3) Add diced tomatoes and bay leaf and bring chili to a simmer. Turn heat down to low, cover and simmer for 15 minutes. Remove bay leaf.
4) Add chocolate, worcestershire sauce and drained and rinsed pinto beans to the chili. Season with salt and pepper and keep warm.
5) Cook spaghetti in salted boiling water until it’s al dente. Drain pasta and divide between plates.
6) Top each plate of spaghetti with a big heap of chili and all the toppings. Serve immediately!
Really Good Cincinnati Chili
The chili really is the star of this show so it’s a good idea to make it well. An onion and garlic are necessary and while I used ground beef, you could make a vegetarian version with mushrooms or just extra beans.
After doing some research, I learned that chili for this dish usually has some allspice in it which is a nice touch as well as a tiny hunk of chocolate.

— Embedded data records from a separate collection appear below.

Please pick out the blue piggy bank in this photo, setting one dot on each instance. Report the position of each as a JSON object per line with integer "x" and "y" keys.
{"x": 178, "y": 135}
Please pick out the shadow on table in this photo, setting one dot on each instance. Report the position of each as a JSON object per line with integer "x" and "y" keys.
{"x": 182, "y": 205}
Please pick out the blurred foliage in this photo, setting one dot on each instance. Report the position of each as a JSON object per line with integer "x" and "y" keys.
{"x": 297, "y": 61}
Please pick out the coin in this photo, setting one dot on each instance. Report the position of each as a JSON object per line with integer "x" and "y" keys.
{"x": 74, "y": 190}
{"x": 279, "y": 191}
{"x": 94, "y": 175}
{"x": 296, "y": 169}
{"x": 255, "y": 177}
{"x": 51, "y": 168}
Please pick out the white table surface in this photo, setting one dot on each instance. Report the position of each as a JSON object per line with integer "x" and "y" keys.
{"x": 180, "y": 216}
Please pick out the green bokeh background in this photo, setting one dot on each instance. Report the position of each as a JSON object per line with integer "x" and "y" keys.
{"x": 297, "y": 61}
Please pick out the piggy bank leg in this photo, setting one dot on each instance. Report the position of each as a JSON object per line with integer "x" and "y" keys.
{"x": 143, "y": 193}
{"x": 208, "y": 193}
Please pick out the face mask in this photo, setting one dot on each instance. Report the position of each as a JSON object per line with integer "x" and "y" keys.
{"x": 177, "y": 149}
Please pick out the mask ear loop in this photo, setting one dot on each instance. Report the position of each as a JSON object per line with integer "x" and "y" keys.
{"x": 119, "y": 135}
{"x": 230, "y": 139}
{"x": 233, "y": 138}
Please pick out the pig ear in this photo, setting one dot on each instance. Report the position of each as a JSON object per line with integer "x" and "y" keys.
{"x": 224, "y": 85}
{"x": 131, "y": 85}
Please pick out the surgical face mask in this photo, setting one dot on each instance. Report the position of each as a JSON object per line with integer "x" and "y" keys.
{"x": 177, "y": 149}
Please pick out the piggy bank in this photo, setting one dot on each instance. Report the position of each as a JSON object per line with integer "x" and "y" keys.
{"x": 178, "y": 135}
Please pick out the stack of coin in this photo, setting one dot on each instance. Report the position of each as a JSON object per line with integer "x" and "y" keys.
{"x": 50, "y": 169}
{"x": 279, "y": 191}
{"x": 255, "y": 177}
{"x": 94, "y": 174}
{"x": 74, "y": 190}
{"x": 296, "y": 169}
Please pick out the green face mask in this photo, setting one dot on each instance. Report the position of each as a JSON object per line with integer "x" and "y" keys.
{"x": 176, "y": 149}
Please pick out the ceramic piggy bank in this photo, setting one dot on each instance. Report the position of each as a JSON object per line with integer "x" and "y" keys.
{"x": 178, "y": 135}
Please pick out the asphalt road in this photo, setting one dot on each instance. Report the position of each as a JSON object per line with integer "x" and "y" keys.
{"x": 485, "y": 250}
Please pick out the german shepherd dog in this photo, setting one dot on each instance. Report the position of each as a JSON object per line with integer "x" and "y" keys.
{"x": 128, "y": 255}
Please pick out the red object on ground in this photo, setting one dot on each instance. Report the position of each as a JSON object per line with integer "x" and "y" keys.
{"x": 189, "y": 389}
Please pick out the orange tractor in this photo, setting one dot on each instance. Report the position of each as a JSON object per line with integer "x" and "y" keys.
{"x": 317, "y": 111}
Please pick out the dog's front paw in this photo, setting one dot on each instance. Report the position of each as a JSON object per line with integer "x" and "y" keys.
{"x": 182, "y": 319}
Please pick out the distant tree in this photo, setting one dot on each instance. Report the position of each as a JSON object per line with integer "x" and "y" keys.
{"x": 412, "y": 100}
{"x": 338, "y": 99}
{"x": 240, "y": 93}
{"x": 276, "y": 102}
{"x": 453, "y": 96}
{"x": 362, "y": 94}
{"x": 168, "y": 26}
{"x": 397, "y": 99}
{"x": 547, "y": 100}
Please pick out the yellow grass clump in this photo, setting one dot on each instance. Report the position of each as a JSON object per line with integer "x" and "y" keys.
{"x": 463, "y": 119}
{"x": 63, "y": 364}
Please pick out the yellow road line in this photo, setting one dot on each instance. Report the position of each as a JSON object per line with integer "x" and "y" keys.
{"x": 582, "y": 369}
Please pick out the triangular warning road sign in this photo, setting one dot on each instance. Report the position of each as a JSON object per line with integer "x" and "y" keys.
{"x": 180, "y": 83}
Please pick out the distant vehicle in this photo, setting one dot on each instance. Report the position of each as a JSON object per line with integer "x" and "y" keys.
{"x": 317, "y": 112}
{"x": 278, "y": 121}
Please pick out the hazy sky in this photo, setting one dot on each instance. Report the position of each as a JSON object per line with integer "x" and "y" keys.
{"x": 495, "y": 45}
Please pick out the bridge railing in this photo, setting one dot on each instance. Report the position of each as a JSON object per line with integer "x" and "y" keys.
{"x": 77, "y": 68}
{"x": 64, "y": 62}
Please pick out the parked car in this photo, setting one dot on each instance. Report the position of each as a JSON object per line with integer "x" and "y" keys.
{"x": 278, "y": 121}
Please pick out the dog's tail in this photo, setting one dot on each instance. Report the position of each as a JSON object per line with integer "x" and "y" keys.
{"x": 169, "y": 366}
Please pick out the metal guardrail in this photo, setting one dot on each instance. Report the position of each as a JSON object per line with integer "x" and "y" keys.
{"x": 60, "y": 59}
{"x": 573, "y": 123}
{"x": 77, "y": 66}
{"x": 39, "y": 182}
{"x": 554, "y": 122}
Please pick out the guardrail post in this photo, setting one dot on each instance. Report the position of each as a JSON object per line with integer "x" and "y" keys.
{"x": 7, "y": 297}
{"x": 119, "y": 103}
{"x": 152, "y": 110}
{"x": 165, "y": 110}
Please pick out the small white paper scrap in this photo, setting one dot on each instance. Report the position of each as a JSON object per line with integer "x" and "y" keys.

This kind of brings in a mole type feel to the chili. Again, it all works so just go with it.
Cook the onions and garlic until they turn translucent over medium heat with a drizzle of oil. Then add in all those lovely spices.
This will immediately smell good.
Add in the beef next and brown it well. Break it up as it cooks. Season the mixture as you cook it with salt and pepper.
Once the beef is browned, pour in the tomatoes and add a bay leaf. Cover the pot now and simmer this all over low heat for about 15 minutes. This will break down the sauce and combine the flavors. If the sauce looks too dry, feel free to add a little water to the pan.
Once the chili has simmered for awhile, add in the beans, Worcestershire sauce and chocolate. You just need a tiny amount of chocolate. It’ll really smooth out the flavors in the chili without giving it a noticeable chocolate flavor.
As with anything, taste this as you cook it and season the chili with salt and pepper. Keep it warm over low heat while you make the rest of the meal.
Spaghetti and Toppings
Cook the spaghetti as you would any pasta: in salted water. While it cooks, you can get your toppings ready. Cheese? Check. Scallions? Check. Crackers? Definitely check.
The crackers are my favorite part.
You know the rest.
Drain the pasta and pile some onto a plate. Top with a big heap of the chili and all of the toppings.
All of the toppings.
No need to go to Cincinnati, people. But man… they really did nail this one. I loved this pasta.